Die Schadsoftware wird aktuell über Messenger wie Telegram beworben und ist damit auch für technisch weniger versierte Angreifer zugänglich. Das Tool nutzt Social-Engineering: Opfer erhalten vertrauenerweckende Links per WhatsApp, SMS oder Telegram, die zur Installation einer bösartigen App verleiten.

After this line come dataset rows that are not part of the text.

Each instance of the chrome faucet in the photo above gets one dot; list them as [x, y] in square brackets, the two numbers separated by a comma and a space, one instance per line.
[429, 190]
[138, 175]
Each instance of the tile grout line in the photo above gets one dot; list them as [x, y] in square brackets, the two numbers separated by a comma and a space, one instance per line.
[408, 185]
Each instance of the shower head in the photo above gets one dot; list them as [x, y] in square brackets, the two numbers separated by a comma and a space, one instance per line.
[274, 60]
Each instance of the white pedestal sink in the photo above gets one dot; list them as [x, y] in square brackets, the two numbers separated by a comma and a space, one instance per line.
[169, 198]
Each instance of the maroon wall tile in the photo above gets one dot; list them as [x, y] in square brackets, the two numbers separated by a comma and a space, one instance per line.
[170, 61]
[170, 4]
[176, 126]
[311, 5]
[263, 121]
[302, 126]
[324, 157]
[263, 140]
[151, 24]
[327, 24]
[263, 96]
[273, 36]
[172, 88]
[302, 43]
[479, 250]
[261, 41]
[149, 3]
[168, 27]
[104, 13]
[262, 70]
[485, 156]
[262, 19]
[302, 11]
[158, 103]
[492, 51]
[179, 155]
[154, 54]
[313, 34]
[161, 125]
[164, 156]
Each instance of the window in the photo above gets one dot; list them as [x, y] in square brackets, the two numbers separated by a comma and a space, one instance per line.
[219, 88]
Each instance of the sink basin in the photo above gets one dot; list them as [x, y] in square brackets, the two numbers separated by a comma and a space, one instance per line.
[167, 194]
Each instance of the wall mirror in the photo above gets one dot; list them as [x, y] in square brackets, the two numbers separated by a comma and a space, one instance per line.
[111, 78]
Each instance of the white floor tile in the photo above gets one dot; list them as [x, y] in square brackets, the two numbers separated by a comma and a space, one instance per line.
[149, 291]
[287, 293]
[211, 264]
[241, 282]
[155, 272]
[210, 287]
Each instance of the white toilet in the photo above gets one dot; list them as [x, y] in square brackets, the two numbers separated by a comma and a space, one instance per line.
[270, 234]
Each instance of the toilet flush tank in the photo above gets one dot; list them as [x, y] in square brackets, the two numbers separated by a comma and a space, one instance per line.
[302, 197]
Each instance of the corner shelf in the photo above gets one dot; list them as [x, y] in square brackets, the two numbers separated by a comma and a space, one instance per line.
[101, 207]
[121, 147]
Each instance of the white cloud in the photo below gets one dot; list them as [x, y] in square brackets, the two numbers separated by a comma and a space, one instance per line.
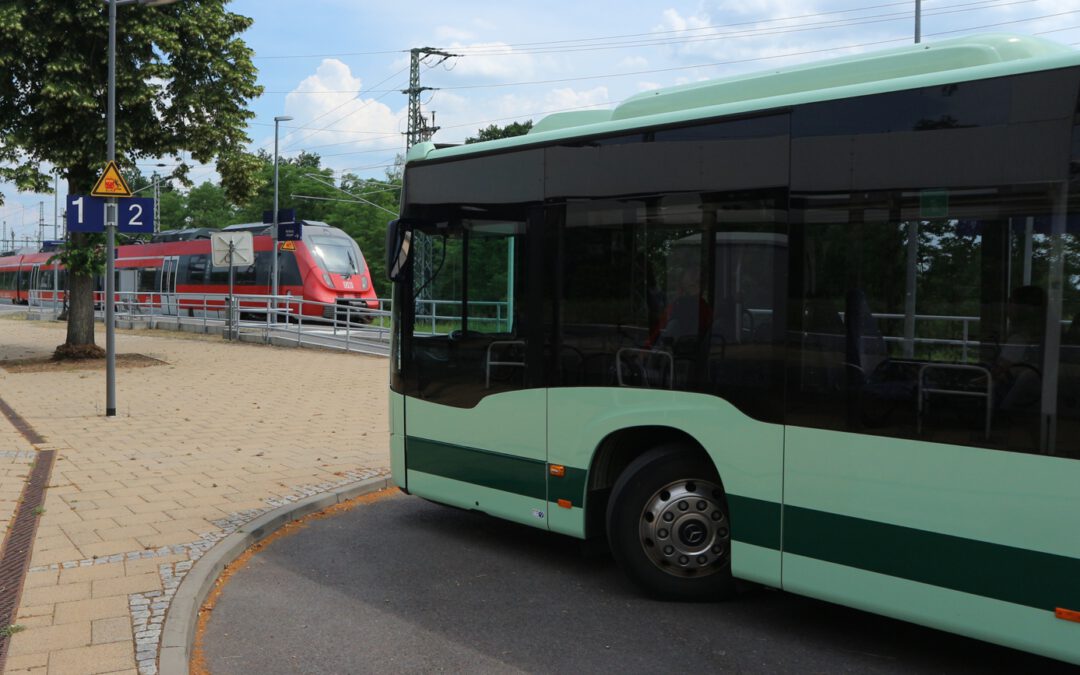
[495, 61]
[343, 130]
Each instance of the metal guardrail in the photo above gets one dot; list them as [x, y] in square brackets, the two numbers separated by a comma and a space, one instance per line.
[285, 320]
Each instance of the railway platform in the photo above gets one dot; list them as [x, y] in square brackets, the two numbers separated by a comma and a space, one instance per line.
[208, 436]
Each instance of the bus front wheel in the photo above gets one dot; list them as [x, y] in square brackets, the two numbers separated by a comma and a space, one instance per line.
[667, 526]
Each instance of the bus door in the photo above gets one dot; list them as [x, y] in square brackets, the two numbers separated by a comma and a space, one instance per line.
[167, 287]
[475, 432]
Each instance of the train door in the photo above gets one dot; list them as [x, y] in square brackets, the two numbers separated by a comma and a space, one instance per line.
[169, 301]
[32, 291]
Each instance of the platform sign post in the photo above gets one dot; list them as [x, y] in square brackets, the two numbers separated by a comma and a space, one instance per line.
[231, 250]
[110, 185]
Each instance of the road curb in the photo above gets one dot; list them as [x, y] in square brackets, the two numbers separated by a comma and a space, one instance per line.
[178, 633]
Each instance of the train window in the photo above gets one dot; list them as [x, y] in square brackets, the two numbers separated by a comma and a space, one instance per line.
[194, 270]
[288, 273]
[148, 280]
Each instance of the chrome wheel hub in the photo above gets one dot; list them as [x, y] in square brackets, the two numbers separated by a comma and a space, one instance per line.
[684, 529]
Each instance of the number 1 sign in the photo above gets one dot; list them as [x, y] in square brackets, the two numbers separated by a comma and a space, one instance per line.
[88, 214]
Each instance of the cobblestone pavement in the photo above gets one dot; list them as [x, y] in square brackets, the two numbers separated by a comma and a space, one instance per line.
[215, 435]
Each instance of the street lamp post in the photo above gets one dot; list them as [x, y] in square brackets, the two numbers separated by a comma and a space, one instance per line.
[273, 231]
[110, 213]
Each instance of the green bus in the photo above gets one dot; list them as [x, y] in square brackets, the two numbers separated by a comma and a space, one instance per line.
[817, 328]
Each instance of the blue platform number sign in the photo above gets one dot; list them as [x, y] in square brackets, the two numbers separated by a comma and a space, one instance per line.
[88, 214]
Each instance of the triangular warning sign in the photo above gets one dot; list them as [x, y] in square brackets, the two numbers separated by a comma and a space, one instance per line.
[111, 184]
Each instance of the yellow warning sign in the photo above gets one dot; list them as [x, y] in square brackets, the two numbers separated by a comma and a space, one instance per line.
[111, 184]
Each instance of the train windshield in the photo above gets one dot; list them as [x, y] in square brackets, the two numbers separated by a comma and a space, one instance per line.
[337, 255]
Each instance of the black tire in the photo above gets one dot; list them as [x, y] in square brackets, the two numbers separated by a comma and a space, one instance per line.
[667, 526]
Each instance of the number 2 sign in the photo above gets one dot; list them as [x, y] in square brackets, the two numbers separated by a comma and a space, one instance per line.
[88, 214]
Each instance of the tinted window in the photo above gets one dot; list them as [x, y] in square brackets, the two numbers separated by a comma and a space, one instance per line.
[682, 292]
[193, 269]
[926, 314]
[470, 337]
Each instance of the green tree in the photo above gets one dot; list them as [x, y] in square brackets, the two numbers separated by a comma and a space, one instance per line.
[207, 206]
[493, 132]
[294, 177]
[184, 78]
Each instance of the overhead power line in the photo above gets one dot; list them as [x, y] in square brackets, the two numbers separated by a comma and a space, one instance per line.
[692, 35]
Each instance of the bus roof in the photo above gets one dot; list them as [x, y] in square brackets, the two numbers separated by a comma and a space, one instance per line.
[970, 57]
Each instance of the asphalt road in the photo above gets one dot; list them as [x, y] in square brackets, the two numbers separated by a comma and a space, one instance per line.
[405, 585]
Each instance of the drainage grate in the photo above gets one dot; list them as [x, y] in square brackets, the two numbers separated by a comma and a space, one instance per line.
[21, 424]
[18, 542]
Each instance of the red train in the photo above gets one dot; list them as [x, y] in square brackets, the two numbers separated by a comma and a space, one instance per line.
[326, 266]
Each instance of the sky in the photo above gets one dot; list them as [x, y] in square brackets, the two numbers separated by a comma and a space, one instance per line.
[338, 67]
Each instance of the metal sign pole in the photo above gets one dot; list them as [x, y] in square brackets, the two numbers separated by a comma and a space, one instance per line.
[110, 229]
[231, 313]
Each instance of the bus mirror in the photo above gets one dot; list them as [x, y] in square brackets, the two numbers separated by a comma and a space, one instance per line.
[399, 248]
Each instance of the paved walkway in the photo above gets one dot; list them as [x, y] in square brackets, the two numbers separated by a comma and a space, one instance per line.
[205, 442]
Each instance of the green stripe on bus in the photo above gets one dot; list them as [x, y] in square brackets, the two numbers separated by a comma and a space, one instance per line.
[501, 472]
[1021, 576]
[755, 521]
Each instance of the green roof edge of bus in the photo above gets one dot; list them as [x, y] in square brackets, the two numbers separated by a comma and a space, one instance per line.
[970, 57]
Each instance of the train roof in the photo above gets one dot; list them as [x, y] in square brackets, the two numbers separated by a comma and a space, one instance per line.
[970, 57]
[259, 228]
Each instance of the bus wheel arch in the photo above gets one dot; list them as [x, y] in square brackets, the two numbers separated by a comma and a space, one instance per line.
[667, 524]
[613, 454]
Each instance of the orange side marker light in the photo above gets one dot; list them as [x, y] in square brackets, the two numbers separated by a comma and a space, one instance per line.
[1068, 615]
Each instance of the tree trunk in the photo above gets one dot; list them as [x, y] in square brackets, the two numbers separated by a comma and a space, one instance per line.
[80, 297]
[80, 305]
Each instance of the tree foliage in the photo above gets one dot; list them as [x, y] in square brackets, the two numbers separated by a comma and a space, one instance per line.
[184, 78]
[494, 131]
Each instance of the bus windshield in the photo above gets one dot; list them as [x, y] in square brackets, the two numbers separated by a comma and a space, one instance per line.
[337, 255]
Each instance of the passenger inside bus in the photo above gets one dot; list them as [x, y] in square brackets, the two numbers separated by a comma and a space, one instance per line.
[1018, 364]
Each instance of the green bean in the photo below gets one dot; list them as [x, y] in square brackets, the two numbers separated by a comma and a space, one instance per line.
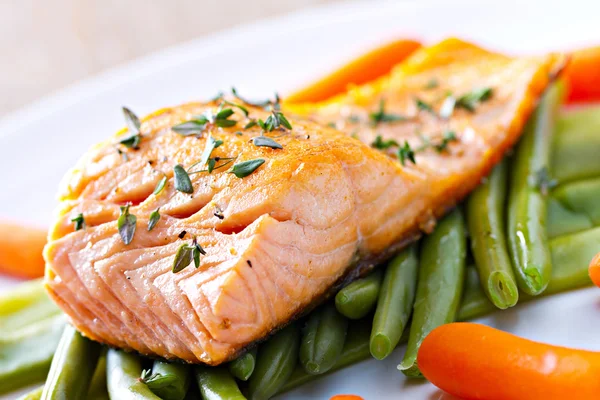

So übernimmt die Spyware die Kontrolle
Einmal installiert, sichert sich ZerodayRAT weitreichende Berechtigungen. Angreifer steuern das infizierte Gerät dann bequem über einen Browser-Tab. Sie erhalten Zugriff auf:
* Passwörter und Bankdaten
* Private Nachrichten und Standortverlauf
* Mikrofon und Kamera für heimliche Aufnahmen
Die Spyware untergräbt so die Privatsphäre komplett. Besonders alarmierend ist die einfache Handhabung, die Cyberkriminalität demokratisiert.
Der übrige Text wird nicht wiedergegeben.